The Mike Myers-penned Austin Powers films were important for Bacharach. He was given cameos in 1997's Austin Powers: International Man Of Mystery and its two sequels, and even aside from these movies' liberal use of his music, it wasn't hard to see why. "Mr Bacharach was wearing bright California clothes: a green jacket, rust coloured slacks, a brown and yellow striped tie, a dark blue shirt", ran a 1968 profile of Burt in The New Yorker.
Visually at least, Burt was once Austin Powers with better teeth; a real-life playboy with a bachelor pad in Manhattan and racehorses that he named Alfie and Reach Out, after two of his best songs.

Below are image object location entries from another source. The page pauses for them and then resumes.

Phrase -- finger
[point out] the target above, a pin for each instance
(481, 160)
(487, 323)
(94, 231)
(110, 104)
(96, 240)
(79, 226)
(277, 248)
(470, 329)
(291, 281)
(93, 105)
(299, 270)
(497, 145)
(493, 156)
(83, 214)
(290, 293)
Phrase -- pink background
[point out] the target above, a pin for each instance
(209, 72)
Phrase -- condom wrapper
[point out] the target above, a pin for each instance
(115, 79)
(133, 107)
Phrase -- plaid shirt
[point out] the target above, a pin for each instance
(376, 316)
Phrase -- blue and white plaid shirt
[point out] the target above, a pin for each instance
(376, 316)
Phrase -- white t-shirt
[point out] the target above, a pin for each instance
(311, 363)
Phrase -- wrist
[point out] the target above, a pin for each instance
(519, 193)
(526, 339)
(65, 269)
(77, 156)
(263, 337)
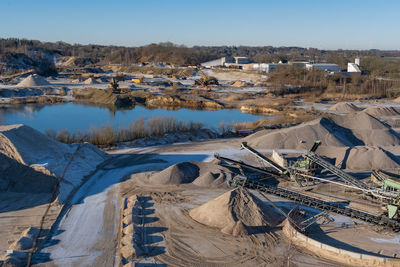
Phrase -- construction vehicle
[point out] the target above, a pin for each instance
(114, 86)
(205, 80)
(303, 170)
(136, 80)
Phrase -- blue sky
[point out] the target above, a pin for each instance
(333, 24)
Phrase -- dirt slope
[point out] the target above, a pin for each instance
(344, 107)
(354, 129)
(205, 174)
(235, 212)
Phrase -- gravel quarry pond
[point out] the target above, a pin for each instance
(73, 117)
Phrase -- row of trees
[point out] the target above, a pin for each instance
(180, 55)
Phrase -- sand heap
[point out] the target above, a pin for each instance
(360, 158)
(90, 81)
(27, 151)
(236, 212)
(205, 174)
(382, 111)
(17, 177)
(344, 107)
(354, 129)
(239, 83)
(368, 129)
(33, 80)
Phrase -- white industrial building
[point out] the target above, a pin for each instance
(323, 66)
(226, 62)
(267, 67)
(354, 67)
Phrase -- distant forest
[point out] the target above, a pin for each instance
(174, 54)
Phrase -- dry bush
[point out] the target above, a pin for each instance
(106, 135)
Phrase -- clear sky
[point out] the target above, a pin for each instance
(325, 24)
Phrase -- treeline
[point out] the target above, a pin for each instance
(292, 80)
(141, 128)
(179, 54)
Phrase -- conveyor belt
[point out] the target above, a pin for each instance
(263, 158)
(315, 202)
(333, 169)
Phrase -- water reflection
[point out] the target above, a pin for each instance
(74, 116)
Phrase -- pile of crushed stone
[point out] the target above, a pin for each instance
(27, 151)
(91, 81)
(382, 111)
(353, 129)
(360, 158)
(33, 80)
(203, 174)
(344, 107)
(239, 83)
(236, 212)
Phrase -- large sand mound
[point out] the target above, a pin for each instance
(303, 136)
(33, 149)
(344, 107)
(360, 158)
(17, 177)
(354, 129)
(382, 111)
(236, 212)
(205, 174)
(368, 129)
(33, 80)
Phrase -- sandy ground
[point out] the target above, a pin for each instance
(18, 211)
(86, 232)
(172, 237)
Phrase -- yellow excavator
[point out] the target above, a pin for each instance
(205, 80)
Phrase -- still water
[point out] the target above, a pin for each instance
(73, 117)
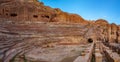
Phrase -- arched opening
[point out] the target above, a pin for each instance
(90, 40)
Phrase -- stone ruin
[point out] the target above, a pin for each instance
(29, 24)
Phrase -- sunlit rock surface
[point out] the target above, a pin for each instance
(30, 31)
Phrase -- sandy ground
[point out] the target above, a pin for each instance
(58, 53)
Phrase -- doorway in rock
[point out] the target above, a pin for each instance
(90, 40)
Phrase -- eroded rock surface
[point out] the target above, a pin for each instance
(27, 25)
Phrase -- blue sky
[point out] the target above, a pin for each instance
(89, 9)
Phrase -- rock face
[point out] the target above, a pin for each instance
(28, 24)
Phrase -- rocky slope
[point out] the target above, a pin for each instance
(28, 24)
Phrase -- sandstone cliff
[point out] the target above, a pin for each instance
(28, 24)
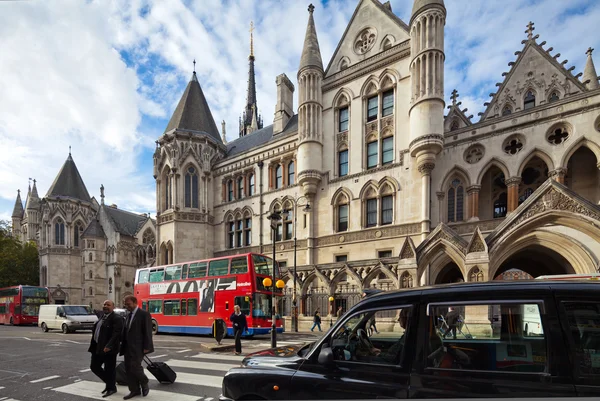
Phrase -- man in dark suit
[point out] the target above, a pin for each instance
(137, 342)
(104, 347)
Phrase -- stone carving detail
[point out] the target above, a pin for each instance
(365, 41)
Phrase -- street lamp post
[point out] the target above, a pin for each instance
(295, 294)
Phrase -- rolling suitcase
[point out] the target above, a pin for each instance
(121, 374)
(161, 371)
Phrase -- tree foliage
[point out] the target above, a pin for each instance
(19, 262)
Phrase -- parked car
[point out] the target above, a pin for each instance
(67, 318)
(413, 356)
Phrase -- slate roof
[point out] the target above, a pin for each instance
(193, 113)
(124, 222)
(94, 229)
(259, 138)
(68, 183)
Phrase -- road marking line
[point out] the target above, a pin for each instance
(224, 367)
(45, 379)
(183, 350)
(197, 379)
(219, 356)
(93, 390)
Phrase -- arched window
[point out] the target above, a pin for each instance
(279, 176)
(291, 173)
(191, 188)
(500, 206)
(251, 184)
(59, 232)
(406, 280)
(77, 231)
(240, 187)
(455, 201)
(229, 190)
(529, 101)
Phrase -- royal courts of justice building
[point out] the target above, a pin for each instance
(403, 188)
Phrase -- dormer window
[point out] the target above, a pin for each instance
(529, 101)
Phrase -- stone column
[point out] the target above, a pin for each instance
(473, 203)
(558, 175)
(425, 169)
(513, 193)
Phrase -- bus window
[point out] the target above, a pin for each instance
(218, 267)
(173, 273)
(244, 304)
(183, 307)
(197, 270)
(143, 276)
(192, 307)
(239, 265)
(172, 308)
(155, 306)
(262, 265)
(156, 275)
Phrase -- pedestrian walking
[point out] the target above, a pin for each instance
(104, 346)
(238, 320)
(137, 342)
(316, 321)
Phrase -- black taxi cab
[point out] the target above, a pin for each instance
(520, 339)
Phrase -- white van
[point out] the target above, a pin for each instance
(68, 318)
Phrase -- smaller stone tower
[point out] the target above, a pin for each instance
(427, 94)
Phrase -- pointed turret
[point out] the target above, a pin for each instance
(68, 183)
(193, 113)
(251, 120)
(589, 73)
(18, 209)
(311, 54)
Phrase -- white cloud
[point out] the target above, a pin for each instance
(84, 74)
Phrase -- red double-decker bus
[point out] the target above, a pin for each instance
(21, 304)
(188, 297)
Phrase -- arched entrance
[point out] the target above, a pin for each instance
(450, 273)
(531, 262)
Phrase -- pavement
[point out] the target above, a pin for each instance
(54, 366)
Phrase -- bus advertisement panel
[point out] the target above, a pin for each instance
(21, 304)
(188, 297)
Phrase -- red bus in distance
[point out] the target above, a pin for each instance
(21, 304)
(188, 297)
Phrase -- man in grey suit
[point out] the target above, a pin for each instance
(137, 342)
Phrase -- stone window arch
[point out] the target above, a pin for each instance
(529, 100)
(455, 204)
(191, 187)
(77, 232)
(406, 280)
(59, 232)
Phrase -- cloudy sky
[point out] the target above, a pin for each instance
(104, 76)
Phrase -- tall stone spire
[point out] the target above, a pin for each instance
(18, 209)
(250, 113)
(589, 73)
(311, 54)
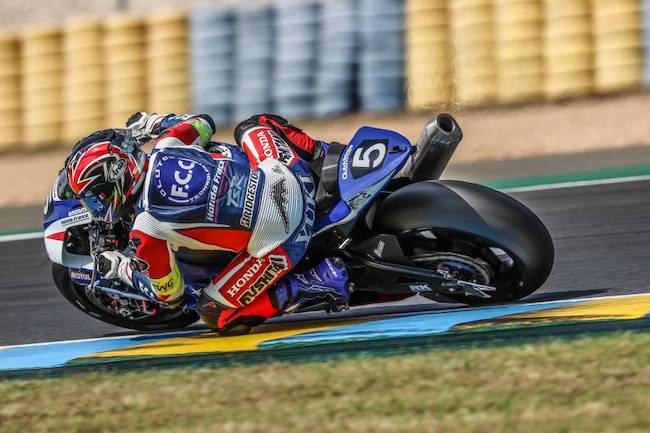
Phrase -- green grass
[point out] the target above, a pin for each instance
(597, 384)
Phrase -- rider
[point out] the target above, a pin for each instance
(256, 200)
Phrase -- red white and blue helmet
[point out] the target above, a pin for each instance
(106, 173)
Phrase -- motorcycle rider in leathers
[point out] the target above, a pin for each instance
(256, 200)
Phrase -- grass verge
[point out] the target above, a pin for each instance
(595, 384)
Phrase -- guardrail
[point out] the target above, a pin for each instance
(305, 58)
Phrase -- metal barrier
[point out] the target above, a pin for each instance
(253, 60)
(618, 47)
(382, 55)
(428, 54)
(337, 61)
(519, 59)
(125, 65)
(84, 100)
(212, 54)
(295, 53)
(568, 48)
(167, 63)
(472, 35)
(41, 84)
(303, 58)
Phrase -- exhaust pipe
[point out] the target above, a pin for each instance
(435, 147)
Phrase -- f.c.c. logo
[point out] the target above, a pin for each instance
(181, 180)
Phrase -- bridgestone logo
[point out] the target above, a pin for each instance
(246, 219)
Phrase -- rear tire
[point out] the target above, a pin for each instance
(468, 219)
(75, 294)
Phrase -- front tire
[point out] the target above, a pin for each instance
(75, 294)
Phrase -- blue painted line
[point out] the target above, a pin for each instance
(412, 325)
(56, 354)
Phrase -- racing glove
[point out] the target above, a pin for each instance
(306, 147)
(113, 265)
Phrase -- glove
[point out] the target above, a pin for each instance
(115, 265)
(144, 126)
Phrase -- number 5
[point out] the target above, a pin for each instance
(362, 158)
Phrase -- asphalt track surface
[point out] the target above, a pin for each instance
(601, 234)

Bacharach says that he didn't mind the Myers comedies presenting his work as high kitsch; the important thing was that they brought his music to a whole new audience. He also agrees that it was pleasing that Myers' screenplays were alert to the seductive powers of his tunes, but with four marriages to his name (with Paula Stewart, the actress Angie Dickinson, his fellow songwriter Carole Bayer-Sager, and since 1993, to Jane Hansen) you could argue that Burt himself has been one of the chief benefactors of his music's aphrodisiac qualities.
Still, it's for his songs that Bacharach will be remembered, and of the 150 or so that he penned with Hal David, they don't come much better than "Raindrops Keep Falling On My Head". BJ Thomas, who crooned the Oscar-winning version featured in Butch Cassidy and the Sundance Kid, has always claimed that he was Bacharach's second choice as singer, Burt supposedly writing the song with Bob Dylan in mind.
In 1996, Hal David told Mojo magazine that the three qualities he had always sought in his lyrics were believability, simplicity, and emotional impact. "When we were writing, Burt and I always tried to find something that was original. There was no fun in being like everyone else."
Elsewhere, Bacharach has said that he sees songwriting as like "making a four-minute movie with highs and lows", and compositions such as "I Say A Little Prayer" and "The Look Of Love" certainly hold to his view that a good song should always fire emotions that people can identify with.
What, though, are the songs that Burt Bacharach wishes he had had written? "A couple of Michael McDonald songs for sure", he says. "The way the chords and the melody move in "What A Fool Believes" is fantastic. I wouldn't have minded writing Earth Wind And Fire's "After the Love is Gone", either."